# Will Corsair VX450 be enough for i5 2500k and HD7850



## dexterz (Apr 21, 2012)

I'm planning to upgrade my PC in the coming week or so depending on IVB launch and availability in india. Can a Corsair VX450 run a i5 2500k and HD7850? 

The probable "future" rig would be i5 2500K(or IVB equivalent) + Asrock Z77 Extreme 4 + HD7850 + 2HDD+8GB Gskill 1600MHz and about 4~5case fans.


----------



## sukesh1090 (Apr 21, 2012)

it should be able to run that system without any problems.but don't try too much of overclock on cpu or gpu.you can do a little bit of overclock but don't go to extreme limit.


----------



## Tech_Wiz (Apr 22, 2012)

I think he is good upto over clock of 4.5 GHz. i5 isn't a power hog like Phenom.


----------



## The Sorcerer (Apr 22, 2012)

No. Newer VX450 aren't as good as it used to be.


----------



## dexterz (Apr 22, 2012)

The Sorcerer said:


> No. Newer VX450 aren't as good as it used to be.



the one i'm using is about 4yrs old.


----------



## thetechfreak (Apr 22, 2012)

you should be able to run. Just donot overclock. If you overclock get a Corsair GS 600.


----------



## dexterz (Apr 22, 2012)

^ not planning to OC till summer temps go down. will buy seasonic 620w or corsair tx650v2 for oc.


----------



## rajnusker (Apr 26, 2012)

Get a GS600.. Probably the best bang for buck now..


----------



## The Sorcerer (Apr 26, 2012)

dexterz said:


> the one i'm using is about 4yrs old.


How many drives/capacity and how many fans. Anything else you're using? Any add on cards?

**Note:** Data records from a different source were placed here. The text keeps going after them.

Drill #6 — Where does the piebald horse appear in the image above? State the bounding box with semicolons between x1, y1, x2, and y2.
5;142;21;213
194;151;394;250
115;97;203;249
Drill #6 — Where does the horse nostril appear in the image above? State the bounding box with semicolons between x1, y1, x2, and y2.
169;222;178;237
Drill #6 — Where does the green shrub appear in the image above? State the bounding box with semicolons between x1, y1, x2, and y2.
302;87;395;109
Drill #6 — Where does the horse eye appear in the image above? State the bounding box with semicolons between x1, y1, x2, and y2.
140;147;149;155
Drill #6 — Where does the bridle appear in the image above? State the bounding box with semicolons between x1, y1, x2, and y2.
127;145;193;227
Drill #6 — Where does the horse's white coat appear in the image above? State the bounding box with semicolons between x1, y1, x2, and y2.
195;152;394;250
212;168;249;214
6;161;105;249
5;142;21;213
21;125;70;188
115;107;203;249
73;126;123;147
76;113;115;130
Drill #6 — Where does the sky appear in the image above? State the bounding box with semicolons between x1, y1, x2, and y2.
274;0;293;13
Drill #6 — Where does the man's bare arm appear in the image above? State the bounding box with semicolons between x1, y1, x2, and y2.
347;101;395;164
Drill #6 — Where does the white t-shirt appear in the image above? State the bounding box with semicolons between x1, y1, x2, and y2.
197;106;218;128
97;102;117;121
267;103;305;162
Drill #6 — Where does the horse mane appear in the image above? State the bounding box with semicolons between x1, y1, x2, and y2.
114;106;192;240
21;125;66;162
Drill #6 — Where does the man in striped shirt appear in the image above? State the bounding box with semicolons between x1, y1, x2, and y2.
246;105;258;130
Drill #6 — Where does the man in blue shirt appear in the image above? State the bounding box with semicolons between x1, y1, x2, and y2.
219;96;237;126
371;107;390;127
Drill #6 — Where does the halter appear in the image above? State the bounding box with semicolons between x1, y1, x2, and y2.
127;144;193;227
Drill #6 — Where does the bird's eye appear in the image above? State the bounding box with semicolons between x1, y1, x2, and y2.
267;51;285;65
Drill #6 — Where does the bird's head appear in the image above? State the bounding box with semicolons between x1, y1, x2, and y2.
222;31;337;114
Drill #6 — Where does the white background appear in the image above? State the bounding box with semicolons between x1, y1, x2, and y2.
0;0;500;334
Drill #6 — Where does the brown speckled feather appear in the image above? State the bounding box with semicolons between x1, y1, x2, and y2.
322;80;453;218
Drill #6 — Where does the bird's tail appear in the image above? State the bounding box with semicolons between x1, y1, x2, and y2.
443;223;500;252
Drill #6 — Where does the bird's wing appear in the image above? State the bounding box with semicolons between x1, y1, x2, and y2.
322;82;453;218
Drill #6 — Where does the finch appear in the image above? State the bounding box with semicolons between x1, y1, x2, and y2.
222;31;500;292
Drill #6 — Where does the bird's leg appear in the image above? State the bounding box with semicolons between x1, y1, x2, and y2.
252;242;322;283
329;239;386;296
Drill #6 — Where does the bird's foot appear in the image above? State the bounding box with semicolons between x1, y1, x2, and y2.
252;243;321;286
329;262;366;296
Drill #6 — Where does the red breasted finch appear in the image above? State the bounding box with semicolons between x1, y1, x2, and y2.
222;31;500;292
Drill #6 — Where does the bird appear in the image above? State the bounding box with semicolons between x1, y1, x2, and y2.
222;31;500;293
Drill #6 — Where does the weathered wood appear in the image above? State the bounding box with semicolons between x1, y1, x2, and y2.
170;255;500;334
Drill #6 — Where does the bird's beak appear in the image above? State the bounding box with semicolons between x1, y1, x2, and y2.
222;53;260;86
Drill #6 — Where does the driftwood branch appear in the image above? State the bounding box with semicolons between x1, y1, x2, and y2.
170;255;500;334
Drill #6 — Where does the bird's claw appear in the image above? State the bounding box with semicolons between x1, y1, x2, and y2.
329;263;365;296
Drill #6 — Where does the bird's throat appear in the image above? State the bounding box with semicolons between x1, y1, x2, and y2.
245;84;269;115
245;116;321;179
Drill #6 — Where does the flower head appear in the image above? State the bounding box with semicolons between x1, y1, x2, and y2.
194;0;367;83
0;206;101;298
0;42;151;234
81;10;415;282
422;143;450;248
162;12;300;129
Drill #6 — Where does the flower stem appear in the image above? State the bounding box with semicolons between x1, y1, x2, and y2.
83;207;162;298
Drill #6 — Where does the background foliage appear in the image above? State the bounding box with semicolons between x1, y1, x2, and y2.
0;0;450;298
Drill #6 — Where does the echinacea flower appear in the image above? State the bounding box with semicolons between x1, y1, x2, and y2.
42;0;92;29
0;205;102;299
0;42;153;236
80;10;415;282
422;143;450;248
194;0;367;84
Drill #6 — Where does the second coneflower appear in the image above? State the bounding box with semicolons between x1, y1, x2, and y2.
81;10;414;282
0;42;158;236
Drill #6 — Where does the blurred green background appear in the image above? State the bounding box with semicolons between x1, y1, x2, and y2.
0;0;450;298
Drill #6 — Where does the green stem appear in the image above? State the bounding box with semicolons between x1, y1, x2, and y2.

But I doubt that unit will be an issue. It should be fine even if you bump up the clock speeds. You just need to worry about the temperature/heat dissipation.


----------



## dexterz (Apr 26, 2012)

no add on cards. 1 high cfm fan on TRUE120, 4 medium cfm cooler master fans 2hdd and a accelero turbo module on 8800gt.


----------



## The Sorcerer (Apr 26, 2012)

It shouldn't be an issue.


----------



## dexterz (Apr 26, 2012)

perfect. thanks guys.


----------